What will the outcome be of such a juxtaposition? Which of the spaces will turn out to be ideal? Where does utopia lurk? Look around and decide for yourself. Now, it’s over to you.
Maciej Kurak (b. 1972). A member of the art group Wunderteam. Together with Max Skorwidr he has created the Galeria Niewielka. Deputy Dean of the Graphics Department of the University of Fine Arts in Poznań. Received the Grand Prix in the Views competition of the Deutsche Bank Foundation and the Paszport Polityki award (2009). In 2010, he was the Ambassador of Poznań the City Host of EUFA EURO 2012. Co-ordinator of the project Poznań Galeria EURO, directed at young artists with ideas for using urban space.
Maciej Kurak and Mariusz Libel | Dimensions of Utopia
‘[…] one must be the enfant terrible, make the so-called utopian projects so that they awake and develop social consciousness here and now, so that tomorrow they may become reality.’
Oskar Hansen talking to Czesław Bielecki, Pragmatyzm utopii, in: Architektura, no. 3/4 (1977), Warsaw
Was Joseph Beuys the last artist to allow utopian thinking in art; was Oskar Hansen the last architect of the new social reality? What has become of the revolutionary stance towards an actual change of the status quo? Dimensions of Utopia is our idea for identifying the sources of the reluctance to think in an emancipated way as well as for trying to find a contemporary enfant terrible, who would liberate our need for change.
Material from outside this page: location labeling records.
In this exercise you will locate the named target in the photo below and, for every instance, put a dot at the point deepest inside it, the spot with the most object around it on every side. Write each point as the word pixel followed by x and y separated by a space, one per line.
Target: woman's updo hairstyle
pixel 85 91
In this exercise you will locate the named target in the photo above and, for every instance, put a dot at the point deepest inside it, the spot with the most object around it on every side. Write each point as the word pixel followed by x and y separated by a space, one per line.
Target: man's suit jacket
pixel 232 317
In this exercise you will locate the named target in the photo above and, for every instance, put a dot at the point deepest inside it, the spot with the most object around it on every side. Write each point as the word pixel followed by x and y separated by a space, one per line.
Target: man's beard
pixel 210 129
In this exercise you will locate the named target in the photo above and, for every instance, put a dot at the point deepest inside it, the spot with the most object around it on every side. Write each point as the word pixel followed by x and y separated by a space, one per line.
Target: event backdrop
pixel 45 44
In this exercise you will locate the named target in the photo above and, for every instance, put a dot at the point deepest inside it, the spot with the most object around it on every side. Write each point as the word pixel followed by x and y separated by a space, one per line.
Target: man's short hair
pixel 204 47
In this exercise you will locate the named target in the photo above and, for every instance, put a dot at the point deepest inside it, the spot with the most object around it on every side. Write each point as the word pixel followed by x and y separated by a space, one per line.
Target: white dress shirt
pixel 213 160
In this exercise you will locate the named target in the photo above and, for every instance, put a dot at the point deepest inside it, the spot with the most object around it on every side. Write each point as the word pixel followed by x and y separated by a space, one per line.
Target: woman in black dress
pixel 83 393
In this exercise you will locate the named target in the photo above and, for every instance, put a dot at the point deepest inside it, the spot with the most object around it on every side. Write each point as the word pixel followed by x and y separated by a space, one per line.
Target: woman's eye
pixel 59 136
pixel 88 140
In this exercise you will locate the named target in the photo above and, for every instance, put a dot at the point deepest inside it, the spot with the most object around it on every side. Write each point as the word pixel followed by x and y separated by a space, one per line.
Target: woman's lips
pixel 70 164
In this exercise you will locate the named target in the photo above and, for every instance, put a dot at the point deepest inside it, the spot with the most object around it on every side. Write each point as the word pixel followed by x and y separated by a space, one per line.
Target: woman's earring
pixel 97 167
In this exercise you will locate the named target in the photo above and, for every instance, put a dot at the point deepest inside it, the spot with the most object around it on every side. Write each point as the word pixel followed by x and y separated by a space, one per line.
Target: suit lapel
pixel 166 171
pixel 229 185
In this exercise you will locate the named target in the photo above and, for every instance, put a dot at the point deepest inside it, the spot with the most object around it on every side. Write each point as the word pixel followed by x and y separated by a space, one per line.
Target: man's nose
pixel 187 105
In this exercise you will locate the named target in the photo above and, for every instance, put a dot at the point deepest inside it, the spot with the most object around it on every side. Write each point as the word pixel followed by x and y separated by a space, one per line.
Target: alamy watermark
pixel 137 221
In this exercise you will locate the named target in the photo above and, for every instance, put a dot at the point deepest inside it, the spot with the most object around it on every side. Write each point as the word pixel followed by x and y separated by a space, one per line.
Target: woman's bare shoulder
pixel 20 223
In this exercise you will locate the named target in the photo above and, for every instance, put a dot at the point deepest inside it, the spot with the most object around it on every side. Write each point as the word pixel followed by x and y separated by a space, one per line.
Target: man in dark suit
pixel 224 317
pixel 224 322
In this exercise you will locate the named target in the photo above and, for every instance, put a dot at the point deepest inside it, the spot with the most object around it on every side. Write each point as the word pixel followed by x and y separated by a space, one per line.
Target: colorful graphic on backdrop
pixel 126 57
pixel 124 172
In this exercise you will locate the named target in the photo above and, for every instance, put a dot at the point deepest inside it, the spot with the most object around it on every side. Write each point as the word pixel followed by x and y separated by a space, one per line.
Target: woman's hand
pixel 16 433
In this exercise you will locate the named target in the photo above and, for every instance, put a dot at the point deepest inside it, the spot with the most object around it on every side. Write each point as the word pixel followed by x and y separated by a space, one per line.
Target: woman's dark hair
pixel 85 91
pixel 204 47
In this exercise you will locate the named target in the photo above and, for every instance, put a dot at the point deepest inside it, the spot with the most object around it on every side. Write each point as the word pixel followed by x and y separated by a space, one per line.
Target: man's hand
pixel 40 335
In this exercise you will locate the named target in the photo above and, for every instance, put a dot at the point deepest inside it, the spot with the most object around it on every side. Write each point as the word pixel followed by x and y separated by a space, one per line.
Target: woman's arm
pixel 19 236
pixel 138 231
This three-year project (2012–2014) is a retrospective of exhibitions, actions and events, which aim to examine the revolutionary and de-constructive potential of contemporary visual artists. It is an attempt to discover the reason for the failure of modern utopias and to analyse the sources of the reluctance of contemporary societies to operate on the slippery ground of impermeable theories and political thought.